Paul: « Ma clientèle n’est pas au courant de ça, Mario. Euh, Marco. Ce n’est pas parce que trois ou quatre brasseries à 5000 kilomètres d’ici font des acrobaties dans leurs cuves de fermentation que ça va devenir important de le faire ici aussi. On ne commencera pas à changer les levures, les températures et les durées de fermentation si la clientèle ne nous demande pas de faire ce travail… »
‘Back to the future’, maintenant. On sait tous aujourd’hui, en 2013, que plusieurs brasseries ayant réussi à se démarquer sont ces Dieu du Ciel!, Benelux, Trou du Diable et autres Hopfenstark qui savent jongler les nombreux types de bières conçus en Occident et les recréer souvent avec authenticité, avec goût. Il n’y a pas là une recette unique vers le succès, mais ces brasseries qui ont choisi de l’emprunter, malgré les difficultés constantes d’opérer un système de production beaucoup plus complexe que celui qui vise à faire peu de familles de bières différentes, ont su briller et faire parler d’eux bien au-delà de leur quartier original. Est-ce que la prochaine évolution du monde de la bière de dégustation pourrait passer par un jeu des textures plus marqué lors du service de la bière en fût? Nous soutenons toujours que c’est le cas.
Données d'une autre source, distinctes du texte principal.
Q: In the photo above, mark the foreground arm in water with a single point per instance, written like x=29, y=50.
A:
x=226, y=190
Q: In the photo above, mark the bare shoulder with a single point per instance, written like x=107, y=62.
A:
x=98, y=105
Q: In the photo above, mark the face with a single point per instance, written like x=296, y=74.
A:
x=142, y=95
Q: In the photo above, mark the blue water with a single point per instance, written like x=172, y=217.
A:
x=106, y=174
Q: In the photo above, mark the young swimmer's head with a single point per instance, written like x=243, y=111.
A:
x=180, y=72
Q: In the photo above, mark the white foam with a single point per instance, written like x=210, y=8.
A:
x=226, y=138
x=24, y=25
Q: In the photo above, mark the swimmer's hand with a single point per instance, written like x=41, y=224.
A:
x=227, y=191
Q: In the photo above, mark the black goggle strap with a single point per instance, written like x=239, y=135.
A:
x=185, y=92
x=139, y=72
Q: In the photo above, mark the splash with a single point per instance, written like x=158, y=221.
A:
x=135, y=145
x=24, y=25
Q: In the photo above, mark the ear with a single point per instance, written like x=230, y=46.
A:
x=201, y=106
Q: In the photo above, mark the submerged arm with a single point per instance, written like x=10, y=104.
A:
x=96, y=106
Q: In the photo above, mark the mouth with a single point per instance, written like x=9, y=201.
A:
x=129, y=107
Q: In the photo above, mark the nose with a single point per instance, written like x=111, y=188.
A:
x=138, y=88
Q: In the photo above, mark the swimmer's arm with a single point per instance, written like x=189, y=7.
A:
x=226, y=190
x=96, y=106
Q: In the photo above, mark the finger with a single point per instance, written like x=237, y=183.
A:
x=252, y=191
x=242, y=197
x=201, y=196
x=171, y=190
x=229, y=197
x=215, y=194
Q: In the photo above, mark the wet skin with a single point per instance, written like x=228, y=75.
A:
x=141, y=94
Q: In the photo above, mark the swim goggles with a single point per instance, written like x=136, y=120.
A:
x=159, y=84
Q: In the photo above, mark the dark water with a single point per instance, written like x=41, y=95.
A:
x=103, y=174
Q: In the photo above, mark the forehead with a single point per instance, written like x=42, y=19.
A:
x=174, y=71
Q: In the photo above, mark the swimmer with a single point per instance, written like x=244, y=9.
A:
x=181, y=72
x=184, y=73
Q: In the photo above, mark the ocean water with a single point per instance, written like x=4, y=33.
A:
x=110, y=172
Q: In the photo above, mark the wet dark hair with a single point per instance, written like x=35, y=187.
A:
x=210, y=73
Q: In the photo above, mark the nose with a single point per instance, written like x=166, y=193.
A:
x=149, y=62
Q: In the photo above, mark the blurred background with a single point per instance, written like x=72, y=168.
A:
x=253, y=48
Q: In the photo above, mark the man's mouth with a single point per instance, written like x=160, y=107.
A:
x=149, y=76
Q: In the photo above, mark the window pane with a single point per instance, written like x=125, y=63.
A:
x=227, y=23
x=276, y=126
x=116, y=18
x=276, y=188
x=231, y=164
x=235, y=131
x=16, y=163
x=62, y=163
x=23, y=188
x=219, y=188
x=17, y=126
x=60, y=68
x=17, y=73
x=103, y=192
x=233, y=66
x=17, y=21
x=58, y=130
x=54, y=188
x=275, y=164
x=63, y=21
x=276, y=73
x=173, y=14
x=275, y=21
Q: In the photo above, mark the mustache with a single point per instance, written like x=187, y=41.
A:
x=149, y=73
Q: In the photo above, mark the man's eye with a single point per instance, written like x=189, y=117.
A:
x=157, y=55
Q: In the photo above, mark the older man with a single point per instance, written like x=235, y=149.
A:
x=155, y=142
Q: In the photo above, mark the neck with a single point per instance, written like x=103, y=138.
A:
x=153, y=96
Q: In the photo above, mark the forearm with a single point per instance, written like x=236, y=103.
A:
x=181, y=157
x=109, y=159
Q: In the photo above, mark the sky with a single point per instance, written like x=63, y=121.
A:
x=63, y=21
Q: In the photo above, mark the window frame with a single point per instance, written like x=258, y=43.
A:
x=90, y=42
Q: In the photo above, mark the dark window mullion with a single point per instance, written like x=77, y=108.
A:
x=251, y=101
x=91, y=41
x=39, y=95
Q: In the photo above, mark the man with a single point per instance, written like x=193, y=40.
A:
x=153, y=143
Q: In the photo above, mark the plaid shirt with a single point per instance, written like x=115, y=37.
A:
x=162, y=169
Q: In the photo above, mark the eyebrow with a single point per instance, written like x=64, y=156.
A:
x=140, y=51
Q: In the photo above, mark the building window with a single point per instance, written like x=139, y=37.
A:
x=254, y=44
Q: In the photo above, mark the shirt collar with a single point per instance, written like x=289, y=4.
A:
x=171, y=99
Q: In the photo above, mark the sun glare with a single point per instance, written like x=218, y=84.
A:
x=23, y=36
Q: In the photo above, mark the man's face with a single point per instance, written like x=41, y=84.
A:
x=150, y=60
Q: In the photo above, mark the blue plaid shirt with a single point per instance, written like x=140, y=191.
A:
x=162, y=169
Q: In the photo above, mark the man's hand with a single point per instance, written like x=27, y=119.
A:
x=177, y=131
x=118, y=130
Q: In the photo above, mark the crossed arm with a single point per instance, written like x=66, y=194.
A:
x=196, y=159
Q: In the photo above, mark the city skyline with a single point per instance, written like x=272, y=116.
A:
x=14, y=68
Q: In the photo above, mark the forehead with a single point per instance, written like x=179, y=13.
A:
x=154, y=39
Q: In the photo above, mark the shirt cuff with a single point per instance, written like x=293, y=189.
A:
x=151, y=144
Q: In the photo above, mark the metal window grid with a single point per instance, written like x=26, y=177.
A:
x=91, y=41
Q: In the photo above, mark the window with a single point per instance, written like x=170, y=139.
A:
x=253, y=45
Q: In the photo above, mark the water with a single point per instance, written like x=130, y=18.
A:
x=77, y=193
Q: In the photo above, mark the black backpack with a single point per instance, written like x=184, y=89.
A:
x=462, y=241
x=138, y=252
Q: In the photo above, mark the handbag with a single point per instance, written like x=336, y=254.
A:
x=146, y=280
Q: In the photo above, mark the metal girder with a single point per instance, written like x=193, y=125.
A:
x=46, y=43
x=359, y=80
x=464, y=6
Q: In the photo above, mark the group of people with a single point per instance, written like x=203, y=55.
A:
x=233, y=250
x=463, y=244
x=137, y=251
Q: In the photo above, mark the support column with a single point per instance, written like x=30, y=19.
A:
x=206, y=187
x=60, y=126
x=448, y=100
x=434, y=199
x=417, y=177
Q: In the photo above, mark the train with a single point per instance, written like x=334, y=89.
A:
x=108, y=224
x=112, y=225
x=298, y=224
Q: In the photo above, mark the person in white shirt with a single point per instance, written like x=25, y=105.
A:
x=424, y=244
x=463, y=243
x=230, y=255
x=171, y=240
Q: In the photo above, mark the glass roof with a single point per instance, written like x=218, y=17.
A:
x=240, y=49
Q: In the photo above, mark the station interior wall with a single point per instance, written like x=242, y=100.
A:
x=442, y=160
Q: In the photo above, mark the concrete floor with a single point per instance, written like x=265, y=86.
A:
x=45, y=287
L’idée de gazéifier à différents niveaux afin de rehausser l’expérience du dégustateur, en bout de ligne, nécessite d’avoir une ou deux lignes pour des bières sur-gazéifiées (belges et Weizen), une ligne pour la Stout à l’azote (par exemple), une pompe à main pour un cask (gazéification naturelle tranquille) et le reste du bar pour les gazéifications dites moyennes, avec bonbonne de CO2. Un tel bar pourrait servir non moins de 4 textures différentes seulement au niveau de la gazéification. Imaginez si on commence à expliquer au client qu’on joue également avec les sucres résiduels, les types de verre, etc. Les possibilités de décupler le plaisir et d’accroître les connaissances de la clientèle sont très nombreuses. Et c’est peut-être la prochaine façon pour un bar spécialisé ou un brouepub de se démarquer de ses compétiteurs.
Une blanche allemande conditionnée en bouteille possède un niveau de gazéification très élevée, souvent bien au-delà des 3,5 volumes de CO2. Serait-ce possible d'avoir une telle Weissbier servie en fût avec la même effervescence?
Reste que la difficulté principale est de gazéifier une bière au-delà de 3 volumes de CO2, le cask à l’anglaise, le ‘creamer‘ pour le service à l’azote et l’utilisation de bonbonnes de CO2 étant toutes facilement utilisables si un bar le désire bien.
Une suite de la discussion avec certains brasseurs nous a peut-être permis de cerner la solution possible à l’atteinte de cette quatrième texture. Benoit Mercier, du Benelux, nous a rappelé que la pression maximale tolérée par une cuve de gazéification est de 15 PSI. Vraiment trop peu pour pouvoir obtenir le niveau de gazéification souhaitée. Cependant, la pression tolérée par un baril, ou keg, en acier inoxydable, est de 43 PSI. Si on se fie à cette charte démontrant les niveaux de pression par rapport à la température de service nécessaire afin d’atteindre un niveau de gazéification voulue, ne serait-ce pas là la solution la plus envisageable afin de rajouter cette texture effervescente typique aux bières belges et Weissbier allemandes conditionnées en bouteille? Est-ce que cette ‘quatrième’ texture serait plus facilement atteignable via la refermentation en keg?